Meditations for Layfolks - Matrimony

Here our Lord makes sacred the most intimate act of life, wherein two become one flesh. The purpose of the married state He has Himself commanded, and it cannot, therefore, be in itself evil. Without it the race would cease to exist, and all the designs of God come to naught; it is consequently essential to the economy of the Divine Plan. From this, then, we may quite rightly argue that not merely is it not evil in itself, but a great good. Indeed, God Himself ordained it as a command upon all His creatures that they should increase and multiply and, as though to remove for ever from His children any fear of its being evil, He has in the New Law made a sacrament to safeguard its interests and to ensure its proper fulfillment. Marriage itself is an act whereby two are made one in mutual love. All the other ideas that have gathered round the family life have sprung from this as the primal idea. The concept of a family and of even wider relationships, the hoarding of possessions and the encampment or settlement in a house, the setting up of a sacred hearth round which the family might assemble to ask the protection of its own particular deity, have all evolved out of the rudimentary notion that by marriage two have become one. What ever may be the theories by which we explain the origin of the family and these theories are as numerous as the professors in universities we are forced to suppose that the two came together who were before looked upon, as we say, as "single," and that from this they became one two notes in complete harmony, a union that transcends all difference.

Now it is perfectly clear from any study of human nature that the whole tendency of individuals, especially when thrown into each other's company, is to separation: the ideas of two tend on the whole to spring apart: the very fact that the other person holds a view is reason sufficient for holding its opposite. Especially is this likely to happen where two are for ever facing each other at all times of day, in moments of irritability, in all moods and tempers. The very likeness in taste or temperament or habit is bound to appear at times when it should not, and to produce friction that will lead to serious trouble unless it is treated with a tact which is rare to find and still rarer to find continuously. The effect of a family, which should prove a bond by linking the parents together in a mutual love of at least a third person, in fact turns sometimes to the other result and produces such divergence of views on education, etc., as to produce, rather than peace, ultimate estrangement. Of course, the answer to all this is, that it supposes the absence of love, whereas the idea of marriage is based on love, and apart from love has no significance. Once let love come in, and then the things that might prove a source of difference result on the whole in a deeper affection. Difference itself becomes a bond of union; the two souls become complementary to one another; each supplies what is lacking to the other. This is true. It is obvious that love does bridge over the chasm and holds souls together. But is not this, too, part of the danger? For though love unites as can nothing else, so long as love is there, what is to happen at those times when love is least powerful? when human charms cease to appeal or by their satisfaction have extinguished all desire? Love is strong while it lasts; but who shall guarantee love lasting?

It is just here that the sacrament of marriage enters into its place in the stream of Catholic tradition. It brings to love the safeguard of a divine protection. It wards off the approach of dulness and boredom by illuminating the whole of family life with the outpouring of love divine.
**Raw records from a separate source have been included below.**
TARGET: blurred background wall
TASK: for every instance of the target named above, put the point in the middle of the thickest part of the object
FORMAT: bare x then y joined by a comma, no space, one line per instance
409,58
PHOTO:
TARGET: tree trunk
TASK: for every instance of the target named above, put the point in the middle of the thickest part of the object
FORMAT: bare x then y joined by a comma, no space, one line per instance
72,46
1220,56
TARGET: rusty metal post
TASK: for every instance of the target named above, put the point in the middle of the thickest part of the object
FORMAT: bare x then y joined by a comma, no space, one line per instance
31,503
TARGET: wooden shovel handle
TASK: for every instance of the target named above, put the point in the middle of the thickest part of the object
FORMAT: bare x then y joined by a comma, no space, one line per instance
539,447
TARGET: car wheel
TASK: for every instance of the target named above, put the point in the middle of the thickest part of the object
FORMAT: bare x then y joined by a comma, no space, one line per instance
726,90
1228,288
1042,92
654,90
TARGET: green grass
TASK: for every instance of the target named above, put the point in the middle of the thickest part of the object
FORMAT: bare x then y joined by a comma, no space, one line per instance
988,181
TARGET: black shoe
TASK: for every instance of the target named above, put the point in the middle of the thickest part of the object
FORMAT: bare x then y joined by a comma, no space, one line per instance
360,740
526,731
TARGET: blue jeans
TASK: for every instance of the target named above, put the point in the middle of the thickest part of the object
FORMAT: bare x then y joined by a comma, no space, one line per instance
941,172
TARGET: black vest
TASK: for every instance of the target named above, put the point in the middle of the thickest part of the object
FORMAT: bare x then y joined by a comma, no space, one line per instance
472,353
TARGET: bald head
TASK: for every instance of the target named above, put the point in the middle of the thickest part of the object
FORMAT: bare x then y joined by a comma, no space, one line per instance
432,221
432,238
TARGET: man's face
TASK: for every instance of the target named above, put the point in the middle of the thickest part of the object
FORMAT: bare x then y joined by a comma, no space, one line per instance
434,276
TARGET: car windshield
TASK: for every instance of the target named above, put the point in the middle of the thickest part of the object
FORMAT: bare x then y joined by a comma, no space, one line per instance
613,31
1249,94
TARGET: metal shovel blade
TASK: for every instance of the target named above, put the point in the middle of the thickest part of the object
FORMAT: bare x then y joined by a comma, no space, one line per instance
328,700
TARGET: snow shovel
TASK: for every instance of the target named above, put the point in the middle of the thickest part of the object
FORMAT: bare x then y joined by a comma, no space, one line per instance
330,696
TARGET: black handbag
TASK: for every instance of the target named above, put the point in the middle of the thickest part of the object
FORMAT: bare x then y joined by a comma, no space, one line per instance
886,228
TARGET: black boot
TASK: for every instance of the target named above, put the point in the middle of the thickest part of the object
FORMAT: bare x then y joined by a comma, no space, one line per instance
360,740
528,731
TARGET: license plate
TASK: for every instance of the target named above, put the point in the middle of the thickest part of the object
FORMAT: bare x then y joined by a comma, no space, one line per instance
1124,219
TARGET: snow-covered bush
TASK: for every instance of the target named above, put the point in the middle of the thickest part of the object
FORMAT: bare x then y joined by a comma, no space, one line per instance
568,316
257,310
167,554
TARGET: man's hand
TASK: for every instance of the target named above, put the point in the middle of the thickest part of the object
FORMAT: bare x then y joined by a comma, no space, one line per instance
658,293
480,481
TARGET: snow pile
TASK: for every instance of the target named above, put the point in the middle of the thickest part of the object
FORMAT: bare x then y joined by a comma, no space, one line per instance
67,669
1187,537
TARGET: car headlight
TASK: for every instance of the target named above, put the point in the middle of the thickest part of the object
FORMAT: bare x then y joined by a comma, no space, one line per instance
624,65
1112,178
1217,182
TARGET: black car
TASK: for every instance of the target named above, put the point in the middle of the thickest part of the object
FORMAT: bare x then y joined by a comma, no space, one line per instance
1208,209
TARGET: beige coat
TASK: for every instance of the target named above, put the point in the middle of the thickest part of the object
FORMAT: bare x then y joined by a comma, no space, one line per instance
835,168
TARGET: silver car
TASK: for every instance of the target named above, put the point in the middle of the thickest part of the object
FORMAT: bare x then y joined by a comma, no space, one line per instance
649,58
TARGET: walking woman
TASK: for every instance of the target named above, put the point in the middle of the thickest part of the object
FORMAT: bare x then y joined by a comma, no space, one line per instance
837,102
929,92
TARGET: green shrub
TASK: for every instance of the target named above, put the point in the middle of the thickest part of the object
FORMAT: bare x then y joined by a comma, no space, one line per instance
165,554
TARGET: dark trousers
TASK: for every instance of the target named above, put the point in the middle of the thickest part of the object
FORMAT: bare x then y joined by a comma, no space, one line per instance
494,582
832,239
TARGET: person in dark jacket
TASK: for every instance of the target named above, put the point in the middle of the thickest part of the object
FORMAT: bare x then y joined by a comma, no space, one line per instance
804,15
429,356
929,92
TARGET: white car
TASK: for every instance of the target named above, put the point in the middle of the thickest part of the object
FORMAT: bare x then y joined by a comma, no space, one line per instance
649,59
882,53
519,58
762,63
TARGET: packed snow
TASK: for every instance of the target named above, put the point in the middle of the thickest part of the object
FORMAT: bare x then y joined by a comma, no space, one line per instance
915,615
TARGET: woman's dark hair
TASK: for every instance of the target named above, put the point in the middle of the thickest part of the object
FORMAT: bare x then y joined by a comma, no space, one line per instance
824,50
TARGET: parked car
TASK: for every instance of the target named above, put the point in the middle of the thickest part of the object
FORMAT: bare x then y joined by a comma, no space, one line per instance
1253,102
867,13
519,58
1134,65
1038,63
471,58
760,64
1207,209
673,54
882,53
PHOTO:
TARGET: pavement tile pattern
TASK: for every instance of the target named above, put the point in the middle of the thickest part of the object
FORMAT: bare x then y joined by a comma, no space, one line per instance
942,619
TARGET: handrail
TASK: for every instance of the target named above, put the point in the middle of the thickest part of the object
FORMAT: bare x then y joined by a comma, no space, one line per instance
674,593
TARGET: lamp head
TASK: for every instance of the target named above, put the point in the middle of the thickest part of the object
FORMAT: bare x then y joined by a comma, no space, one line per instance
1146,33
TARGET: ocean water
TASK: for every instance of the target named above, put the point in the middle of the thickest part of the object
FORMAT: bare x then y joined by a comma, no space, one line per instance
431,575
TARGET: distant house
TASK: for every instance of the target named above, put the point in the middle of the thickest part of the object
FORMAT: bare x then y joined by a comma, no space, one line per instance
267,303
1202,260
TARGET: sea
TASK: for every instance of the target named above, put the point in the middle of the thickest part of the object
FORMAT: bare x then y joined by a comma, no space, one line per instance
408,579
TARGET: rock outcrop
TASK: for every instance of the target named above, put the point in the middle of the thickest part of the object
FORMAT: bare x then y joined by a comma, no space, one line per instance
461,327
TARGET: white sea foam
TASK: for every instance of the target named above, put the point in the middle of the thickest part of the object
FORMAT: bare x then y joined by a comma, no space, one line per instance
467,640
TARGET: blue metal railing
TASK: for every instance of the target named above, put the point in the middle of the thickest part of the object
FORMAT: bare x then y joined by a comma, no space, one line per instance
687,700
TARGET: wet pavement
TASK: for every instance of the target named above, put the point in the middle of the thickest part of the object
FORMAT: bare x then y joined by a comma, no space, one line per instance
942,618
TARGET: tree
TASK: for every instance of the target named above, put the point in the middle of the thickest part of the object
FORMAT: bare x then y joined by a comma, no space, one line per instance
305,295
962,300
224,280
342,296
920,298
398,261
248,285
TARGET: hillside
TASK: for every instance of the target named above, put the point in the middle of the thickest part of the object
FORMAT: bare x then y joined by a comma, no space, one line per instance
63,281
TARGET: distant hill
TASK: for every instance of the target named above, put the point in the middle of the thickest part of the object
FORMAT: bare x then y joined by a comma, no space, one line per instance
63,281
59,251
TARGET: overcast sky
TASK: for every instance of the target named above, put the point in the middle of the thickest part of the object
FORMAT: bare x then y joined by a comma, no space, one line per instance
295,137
The Spirit of God in virtue of the Passion of Christ sets in the soul the power to hold on in spite of every difficulty. It adds to love the wisdom and discernment to allow to each that freshness and spontaneity that is required for the full tale of love. When pleasure in such a life might make men forget the responsibilities of their high calling, it is the infusion of grace that brings back the vision of earlier days. It is the sacrament that makes the father and mother realize that they have duties to perform to their race, and holds them to the labour and travail whence is born the joy of the world. Abolish this, and in how many cases would not the result be the end of the -family, often the end of the national existence? So highly has the married life been exalted by this sacrament that Saint Paul, to whom in many ways the single life evidently made personal appeal, sets it up as the very image of the intimate union that exists between Christ and His Church: so high is it in his eyes that it stands as a great mystery, that is, a shrine of the dwelling of God. For a Catholic, therefore, the married state is itself a high calling from God. The duties therein incurred are of divine origin, blessed by God, and safeguarded by the grace that this attracts; they have become the living symbols of God's union with man. Mutual acceptance means one single law of faithfulness for both, which no amount of custom or tradition can be allowed to impair. Thus does the blood of Christ make holy a calling that is the exact reproduction of the central fact of the Christian revelation, for it takes God to make a family.

- text taken from Meditations for Layfolk by Father Bede Jarrett, O.P.